Is the potential for machine learning and artificial intelligence to revolutionize premium video advertising is being held back by an unglamorous problem?

Some in the industry think of a common identity framework is needed to prevent inconsistent reach and skewed measurement.

David Levy, CEO of OpenAP, agrees. In this video interview with Beet.TV, he said the industry must first tackle this foundational “boring work around consistency” before it can reap the rewards of advanced optimization.

Clean rooms offer a path through fragmentation

The persistent challenge of fragmentation has historically forced industry players to build their own bespoke infrastructure, but a significant shift is now underway, according to Levy.
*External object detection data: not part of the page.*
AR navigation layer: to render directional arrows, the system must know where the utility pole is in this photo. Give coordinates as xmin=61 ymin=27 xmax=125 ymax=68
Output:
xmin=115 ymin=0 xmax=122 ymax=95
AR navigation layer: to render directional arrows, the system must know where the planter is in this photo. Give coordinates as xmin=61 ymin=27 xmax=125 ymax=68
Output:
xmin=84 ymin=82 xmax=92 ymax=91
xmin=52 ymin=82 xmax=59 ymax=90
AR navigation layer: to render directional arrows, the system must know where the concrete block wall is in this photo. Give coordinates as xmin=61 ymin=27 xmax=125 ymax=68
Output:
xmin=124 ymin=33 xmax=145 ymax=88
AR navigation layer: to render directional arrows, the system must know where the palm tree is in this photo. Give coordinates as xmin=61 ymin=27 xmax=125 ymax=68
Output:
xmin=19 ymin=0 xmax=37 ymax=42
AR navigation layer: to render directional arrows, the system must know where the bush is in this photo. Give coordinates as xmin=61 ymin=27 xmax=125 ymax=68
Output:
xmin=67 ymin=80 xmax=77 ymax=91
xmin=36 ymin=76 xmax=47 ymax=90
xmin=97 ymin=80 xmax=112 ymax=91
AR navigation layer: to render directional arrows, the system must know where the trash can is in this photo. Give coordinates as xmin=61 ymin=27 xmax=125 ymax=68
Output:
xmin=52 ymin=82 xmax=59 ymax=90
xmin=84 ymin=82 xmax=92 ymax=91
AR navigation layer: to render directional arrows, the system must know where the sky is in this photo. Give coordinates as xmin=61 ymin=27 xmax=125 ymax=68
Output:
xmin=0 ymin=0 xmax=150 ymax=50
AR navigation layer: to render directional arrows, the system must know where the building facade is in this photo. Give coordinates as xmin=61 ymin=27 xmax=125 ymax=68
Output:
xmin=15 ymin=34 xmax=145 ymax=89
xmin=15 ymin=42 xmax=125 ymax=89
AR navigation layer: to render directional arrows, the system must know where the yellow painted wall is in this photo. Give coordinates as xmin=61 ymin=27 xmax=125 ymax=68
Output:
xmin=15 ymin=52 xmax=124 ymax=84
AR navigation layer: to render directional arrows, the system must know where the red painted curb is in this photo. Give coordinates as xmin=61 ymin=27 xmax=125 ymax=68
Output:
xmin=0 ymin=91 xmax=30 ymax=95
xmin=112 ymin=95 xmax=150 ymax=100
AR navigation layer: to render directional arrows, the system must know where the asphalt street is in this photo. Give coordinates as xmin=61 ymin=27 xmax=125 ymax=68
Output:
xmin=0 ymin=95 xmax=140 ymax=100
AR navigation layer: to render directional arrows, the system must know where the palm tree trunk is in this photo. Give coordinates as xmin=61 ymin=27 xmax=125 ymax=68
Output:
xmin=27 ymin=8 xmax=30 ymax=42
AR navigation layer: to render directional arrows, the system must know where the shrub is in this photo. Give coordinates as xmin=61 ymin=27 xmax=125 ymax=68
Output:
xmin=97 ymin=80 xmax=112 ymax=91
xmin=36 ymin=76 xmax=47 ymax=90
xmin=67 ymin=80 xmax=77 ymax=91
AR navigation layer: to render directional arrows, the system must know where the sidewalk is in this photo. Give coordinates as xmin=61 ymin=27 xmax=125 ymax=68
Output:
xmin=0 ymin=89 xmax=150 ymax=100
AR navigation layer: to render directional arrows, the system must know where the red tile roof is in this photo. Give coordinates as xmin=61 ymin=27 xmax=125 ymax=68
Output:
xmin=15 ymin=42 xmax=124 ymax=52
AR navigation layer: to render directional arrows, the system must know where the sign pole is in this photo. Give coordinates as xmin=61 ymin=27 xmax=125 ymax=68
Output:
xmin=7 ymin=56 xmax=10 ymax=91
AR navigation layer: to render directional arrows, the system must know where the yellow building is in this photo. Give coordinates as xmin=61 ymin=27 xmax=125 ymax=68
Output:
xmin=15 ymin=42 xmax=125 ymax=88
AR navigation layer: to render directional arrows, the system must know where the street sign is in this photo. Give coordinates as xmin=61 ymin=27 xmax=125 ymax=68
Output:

Data clean rooms have emerged as a critical technology, enabling secure data collaboration that was previously difficult due to privacy rules. No wonder the global market for data clean room platforms projected to expand substantially by 2032 as the industry seeks privacy-compliant targeting solutions.

“With the advent of clean rooms and most big companies now having their data exist inside clean room environments, we’re now able to build federated environments that go across those clean rooms,” Levy explained. This allows an advertiser to “take one audience and immediately match that across multiple programmers and actually do planning, measurement, optimization, etcetera.”

The ultimate ambition is to simplify the entire process, breaking down silos to benefit advertisers of all sizes, he added. “How can we get to a place where it’s easy for even a small advertiser to take their audience and find that audience across 50 different publishers all in a long form setting?” Levy asked. “That is now doable and possible with that clean room infrastructure.”

The need for a single source of identity

But, while clean rooms provide the secure environment for collaboration, they do not solve the underlying identity problem on their own. OpenAP recently launched its OpenID solution to directly address this challenge by creating a common identity spine for cross-platform campaigns.

“If you’re an agency and you have one central notion of who you’re trying to reach, and you then share that with multiple different programmers… if they all use disparate notions of which identifiers belong to which households, which they do, ultimately you’re actually targeting different audiences,” Levy said. A post-campaign measurement company with yet another identity graph only compounds the issue, making a campaign appear “significantly out of target.”

The solution, he argued, is to establish an upfront “source of truth” for both the audience and the identity layer used to activate and measure it. “What we need to do is not just share a list of audience IDs in the front of the campaign, but actually have the agency define the list of audience IDs and also the identity that needs to be used on the campaign and what’s going to be considered on target post campaign at the beginning,” he said.